Strong vertex connectivity is bounded by weak edge connectivity.

Minimum weak vertex cut can be found in polynomial time.

Minimum strong vertex cut is NP-hard, even for hypergraphs with edges of size at most 3.

Abstract

In this paper we consider two natural notions of connectivity for hypergraphs: weak and strong. We prove that the strong vertex connectivity of a connected hypergraph is bounded by its weak edge connectivity, thereby extending a theorem of Whitney from graphs to hypergraphs. We find that while determining a minimum weak vertex cut can be done in polynomial time and is equivalent to finding a minimum vertex cut in the 2-section of the hypergraph in question, determining a minimum strong vertex cut is NP-hard for general hypergraphs.

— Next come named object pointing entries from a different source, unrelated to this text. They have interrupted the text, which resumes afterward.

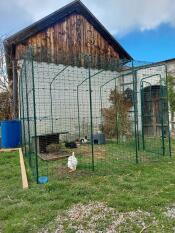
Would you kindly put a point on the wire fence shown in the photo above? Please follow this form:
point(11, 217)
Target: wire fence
point(106, 111)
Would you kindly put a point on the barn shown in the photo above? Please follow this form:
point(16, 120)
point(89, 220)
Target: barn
point(74, 83)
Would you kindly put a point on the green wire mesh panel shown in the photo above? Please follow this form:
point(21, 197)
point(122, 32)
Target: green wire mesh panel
point(106, 111)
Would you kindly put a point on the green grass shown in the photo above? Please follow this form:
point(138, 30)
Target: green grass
point(149, 187)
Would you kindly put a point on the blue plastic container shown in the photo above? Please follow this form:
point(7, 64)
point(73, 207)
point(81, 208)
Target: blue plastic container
point(43, 180)
point(10, 134)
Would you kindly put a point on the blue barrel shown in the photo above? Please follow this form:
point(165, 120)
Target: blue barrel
point(10, 134)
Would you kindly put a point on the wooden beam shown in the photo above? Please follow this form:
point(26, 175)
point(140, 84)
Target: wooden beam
point(23, 170)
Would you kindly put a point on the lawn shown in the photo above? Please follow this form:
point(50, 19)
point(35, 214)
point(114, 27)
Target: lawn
point(135, 198)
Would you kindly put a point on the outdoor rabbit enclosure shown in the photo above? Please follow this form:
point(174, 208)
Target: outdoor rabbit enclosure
point(106, 111)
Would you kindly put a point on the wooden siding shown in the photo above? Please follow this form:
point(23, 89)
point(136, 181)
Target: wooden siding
point(72, 37)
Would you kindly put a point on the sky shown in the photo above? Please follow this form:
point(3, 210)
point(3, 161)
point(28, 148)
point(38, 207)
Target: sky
point(145, 28)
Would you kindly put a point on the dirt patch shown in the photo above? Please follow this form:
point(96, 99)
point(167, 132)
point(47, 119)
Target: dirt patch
point(170, 212)
point(98, 217)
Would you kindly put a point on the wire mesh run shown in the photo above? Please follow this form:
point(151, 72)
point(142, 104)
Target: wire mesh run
point(105, 111)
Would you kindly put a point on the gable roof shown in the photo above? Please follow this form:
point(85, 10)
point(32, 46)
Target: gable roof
point(58, 16)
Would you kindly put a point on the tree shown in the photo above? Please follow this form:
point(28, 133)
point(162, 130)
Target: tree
point(5, 96)
point(116, 117)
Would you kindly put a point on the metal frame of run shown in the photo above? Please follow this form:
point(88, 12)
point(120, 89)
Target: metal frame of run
point(98, 98)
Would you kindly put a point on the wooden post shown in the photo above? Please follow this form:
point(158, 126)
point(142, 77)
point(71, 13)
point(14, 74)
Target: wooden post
point(15, 89)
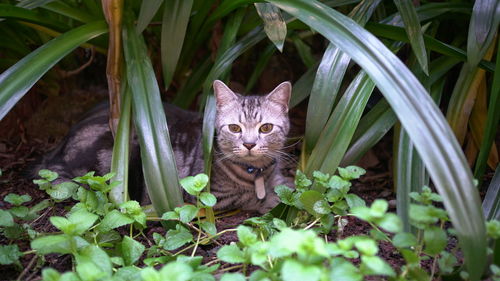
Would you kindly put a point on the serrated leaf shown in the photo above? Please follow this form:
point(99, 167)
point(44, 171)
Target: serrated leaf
point(246, 236)
point(208, 227)
point(113, 220)
point(309, 198)
point(10, 254)
point(231, 254)
point(177, 238)
point(16, 199)
point(6, 219)
point(351, 172)
point(131, 250)
point(354, 200)
point(296, 271)
point(186, 213)
point(435, 240)
point(232, 277)
point(285, 194)
point(208, 199)
point(322, 207)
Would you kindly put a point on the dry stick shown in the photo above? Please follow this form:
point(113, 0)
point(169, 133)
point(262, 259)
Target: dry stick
point(30, 264)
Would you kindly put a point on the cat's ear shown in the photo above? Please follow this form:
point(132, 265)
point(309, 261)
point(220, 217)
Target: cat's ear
point(281, 94)
point(223, 95)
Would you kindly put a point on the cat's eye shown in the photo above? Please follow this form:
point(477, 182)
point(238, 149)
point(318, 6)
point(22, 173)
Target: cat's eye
point(234, 128)
point(266, 128)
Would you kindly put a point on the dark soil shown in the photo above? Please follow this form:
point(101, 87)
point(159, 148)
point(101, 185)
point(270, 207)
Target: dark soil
point(27, 135)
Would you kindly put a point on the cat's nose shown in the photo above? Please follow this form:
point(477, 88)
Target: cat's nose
point(249, 145)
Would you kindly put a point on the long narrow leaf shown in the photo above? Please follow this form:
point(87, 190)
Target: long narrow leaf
point(158, 160)
point(274, 25)
point(329, 78)
point(482, 29)
point(492, 121)
point(173, 30)
point(120, 158)
point(18, 79)
point(147, 12)
point(414, 31)
point(339, 129)
point(418, 114)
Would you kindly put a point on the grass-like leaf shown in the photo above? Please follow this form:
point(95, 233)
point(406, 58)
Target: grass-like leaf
point(414, 31)
point(18, 79)
point(160, 171)
point(418, 114)
point(173, 30)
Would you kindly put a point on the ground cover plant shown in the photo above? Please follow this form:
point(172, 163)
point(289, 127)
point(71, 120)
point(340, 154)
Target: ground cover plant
point(161, 46)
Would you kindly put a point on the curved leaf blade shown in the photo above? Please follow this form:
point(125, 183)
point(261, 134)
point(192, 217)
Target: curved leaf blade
point(18, 79)
point(419, 115)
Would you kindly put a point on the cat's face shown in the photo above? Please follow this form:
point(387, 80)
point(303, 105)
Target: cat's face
point(252, 128)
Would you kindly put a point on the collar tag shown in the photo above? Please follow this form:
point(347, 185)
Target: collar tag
point(260, 188)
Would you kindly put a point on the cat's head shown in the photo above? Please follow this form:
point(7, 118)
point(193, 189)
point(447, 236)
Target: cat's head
point(252, 128)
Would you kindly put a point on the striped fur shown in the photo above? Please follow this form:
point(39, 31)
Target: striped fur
point(89, 143)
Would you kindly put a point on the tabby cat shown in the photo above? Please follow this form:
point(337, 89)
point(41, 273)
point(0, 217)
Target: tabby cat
point(250, 134)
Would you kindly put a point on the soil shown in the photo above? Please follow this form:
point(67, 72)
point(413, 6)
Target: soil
point(28, 134)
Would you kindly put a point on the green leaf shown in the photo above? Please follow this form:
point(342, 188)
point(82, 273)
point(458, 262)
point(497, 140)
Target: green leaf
point(177, 238)
point(208, 227)
point(10, 254)
point(18, 79)
point(301, 180)
point(274, 25)
point(322, 207)
point(173, 30)
point(246, 236)
point(432, 136)
point(131, 250)
point(435, 240)
point(351, 172)
point(62, 244)
point(295, 271)
point(113, 220)
point(176, 271)
point(374, 265)
point(187, 213)
point(158, 161)
point(6, 218)
point(146, 13)
point(232, 277)
point(208, 199)
point(285, 194)
point(414, 31)
point(16, 199)
point(231, 254)
point(354, 201)
point(62, 191)
point(404, 240)
point(194, 185)
point(309, 198)
point(342, 270)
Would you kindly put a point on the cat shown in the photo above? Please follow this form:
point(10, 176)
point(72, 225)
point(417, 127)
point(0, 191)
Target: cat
point(250, 134)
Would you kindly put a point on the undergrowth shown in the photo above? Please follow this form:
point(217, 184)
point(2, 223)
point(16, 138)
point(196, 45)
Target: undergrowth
point(309, 247)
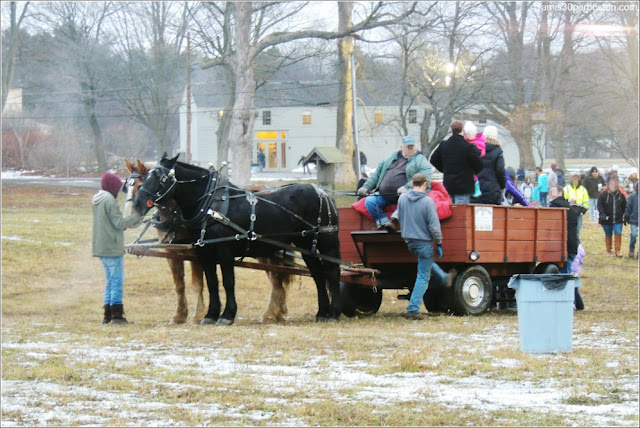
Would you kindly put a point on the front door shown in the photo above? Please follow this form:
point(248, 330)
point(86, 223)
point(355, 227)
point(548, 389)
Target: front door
point(274, 145)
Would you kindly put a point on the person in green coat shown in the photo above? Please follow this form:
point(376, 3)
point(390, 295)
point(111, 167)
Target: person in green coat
point(392, 178)
point(108, 243)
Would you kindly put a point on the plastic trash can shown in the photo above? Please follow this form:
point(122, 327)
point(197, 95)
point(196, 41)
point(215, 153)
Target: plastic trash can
point(545, 311)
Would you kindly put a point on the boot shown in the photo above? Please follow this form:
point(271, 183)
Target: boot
point(107, 314)
point(117, 315)
point(607, 241)
point(618, 244)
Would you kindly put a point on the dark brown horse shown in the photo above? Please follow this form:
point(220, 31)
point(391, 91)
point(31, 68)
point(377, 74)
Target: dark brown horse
point(277, 307)
point(230, 222)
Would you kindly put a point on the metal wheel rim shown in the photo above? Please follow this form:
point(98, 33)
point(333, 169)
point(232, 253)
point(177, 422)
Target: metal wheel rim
point(473, 292)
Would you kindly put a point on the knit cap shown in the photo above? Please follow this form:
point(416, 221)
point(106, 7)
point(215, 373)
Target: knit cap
point(111, 183)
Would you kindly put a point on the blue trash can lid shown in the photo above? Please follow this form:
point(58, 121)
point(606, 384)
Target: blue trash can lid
point(553, 281)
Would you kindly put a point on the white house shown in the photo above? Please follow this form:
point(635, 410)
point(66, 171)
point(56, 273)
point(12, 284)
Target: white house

Moreover, the problem of finding minimum strong vertex cuts remains NP-hard when restricted to hypergraphs with maximum edge size at most 3. We also discuss the relationship between strong vertex connectivity and the minimum transversal problem for hypergraphs, showing that there are classes of hypergraphs for which one of the problems is NP-hard while the other can be solved in polynomial time.